Huang Desheng, Wei Peng, Pan Wei
Division of Biostatistics, School of Public Health, University of Minnesota, Minneapolis, 55455, USA.
OMICS. 2006 Spring;10(1):28-39. doi: 10.1089/omi.2006.10.28.
It has been increasingly recognized that incorporating prior knowledge into cluster analysis can result in more reliable and meaningful clusters.
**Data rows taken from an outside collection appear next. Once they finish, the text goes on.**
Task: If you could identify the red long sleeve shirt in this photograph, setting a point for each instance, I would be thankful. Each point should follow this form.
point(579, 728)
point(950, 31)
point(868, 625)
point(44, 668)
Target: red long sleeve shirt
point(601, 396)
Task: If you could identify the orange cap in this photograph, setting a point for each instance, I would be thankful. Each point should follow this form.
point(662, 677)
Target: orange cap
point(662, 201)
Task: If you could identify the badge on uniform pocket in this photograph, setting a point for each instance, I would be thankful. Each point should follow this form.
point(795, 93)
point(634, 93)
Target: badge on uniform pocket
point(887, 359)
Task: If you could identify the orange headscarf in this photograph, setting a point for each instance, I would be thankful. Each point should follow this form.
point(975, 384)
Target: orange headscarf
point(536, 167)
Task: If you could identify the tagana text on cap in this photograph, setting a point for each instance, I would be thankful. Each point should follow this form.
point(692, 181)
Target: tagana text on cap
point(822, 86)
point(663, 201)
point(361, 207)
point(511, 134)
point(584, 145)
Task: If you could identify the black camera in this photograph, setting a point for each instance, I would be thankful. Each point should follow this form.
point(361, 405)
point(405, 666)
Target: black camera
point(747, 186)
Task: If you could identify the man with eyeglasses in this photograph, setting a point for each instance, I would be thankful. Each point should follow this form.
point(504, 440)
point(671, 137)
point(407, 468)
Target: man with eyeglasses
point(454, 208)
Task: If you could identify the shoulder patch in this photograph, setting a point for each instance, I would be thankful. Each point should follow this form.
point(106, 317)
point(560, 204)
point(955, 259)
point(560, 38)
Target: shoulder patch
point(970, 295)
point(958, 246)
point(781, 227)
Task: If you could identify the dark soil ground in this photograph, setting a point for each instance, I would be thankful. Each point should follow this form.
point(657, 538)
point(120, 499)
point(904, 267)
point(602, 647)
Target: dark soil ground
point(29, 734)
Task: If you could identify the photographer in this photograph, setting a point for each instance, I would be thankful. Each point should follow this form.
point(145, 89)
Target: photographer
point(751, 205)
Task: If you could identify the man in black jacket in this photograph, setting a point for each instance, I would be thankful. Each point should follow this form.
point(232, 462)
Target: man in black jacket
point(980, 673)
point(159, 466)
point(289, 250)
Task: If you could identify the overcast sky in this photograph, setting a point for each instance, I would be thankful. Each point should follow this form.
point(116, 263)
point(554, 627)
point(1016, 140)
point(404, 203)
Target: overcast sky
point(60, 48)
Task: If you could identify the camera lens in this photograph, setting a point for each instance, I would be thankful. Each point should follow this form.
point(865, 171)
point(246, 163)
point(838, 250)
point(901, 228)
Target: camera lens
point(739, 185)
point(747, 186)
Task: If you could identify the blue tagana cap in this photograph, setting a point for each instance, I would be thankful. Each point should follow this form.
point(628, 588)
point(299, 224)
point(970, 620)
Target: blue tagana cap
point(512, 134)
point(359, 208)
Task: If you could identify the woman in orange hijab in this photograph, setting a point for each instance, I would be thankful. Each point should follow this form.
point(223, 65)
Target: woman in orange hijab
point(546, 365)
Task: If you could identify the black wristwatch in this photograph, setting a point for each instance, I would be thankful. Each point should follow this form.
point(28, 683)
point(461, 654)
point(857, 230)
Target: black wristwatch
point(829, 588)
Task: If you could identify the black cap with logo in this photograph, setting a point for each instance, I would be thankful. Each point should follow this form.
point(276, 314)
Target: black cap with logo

In contrast to the standard modelbased clustering with a global mixture model, which does not use any prior information, a stratified mixture model was recently proposed to incorporate gene functions or biological pathways as priors in model-based clustering of gene expression profiles: various gene functional groups form the strata in a stratified mixture model. Albeit useful, the stratified method may be less efficient than the global analysis if the strata are non-informative to clustering. We propose a weighted method that aims to strike a balance between a stratified analysis and a global analysis: it weights between the clustering results of the stratified analysis and that of the global analysis; the weight is determined by data. More generally, the weighted method can take advantage of the hierarchical structure of most existing gene functional annotation systems, such as MIPS and Gene Ontology (GO), and facilitate choosing appropriate gene functional groups as priors. We use simulated data and real data to demonstrate the feasibility and advantages of the proposed method.
越来越多的人认识到,将先验知识纳入聚类分析可以得到更可靠、更有意义的聚类结果。与不使用任何先验信息的基于全局混合模型的标准模型聚类不同,最近有人提出了一种分层混合模型,将基因功能或生物途径作为先验信息纳入基因表达谱的基于模型的聚类中:在分层混合模型中,各种基因功能组构成了层次。尽管分层方法很有用,但如果这些层次对聚类没有信息价值,那么它可能不如全局分析有效。我们提出了一种加权方法,旨在在分层分析和全局分析之间取得平衡:它对分层分析的聚类结果和全局分析的聚类结果进行加权;权重由数据决定。更一般地说,加权方法可以利用大多数现有基因功能注释系统(如MIPS和基因本体论(GO))的层次结构,并有助于选择合适的基因功能组作为先验信息。我们使用模拟数据和实际数据来证明所提出方法的可行性和优势。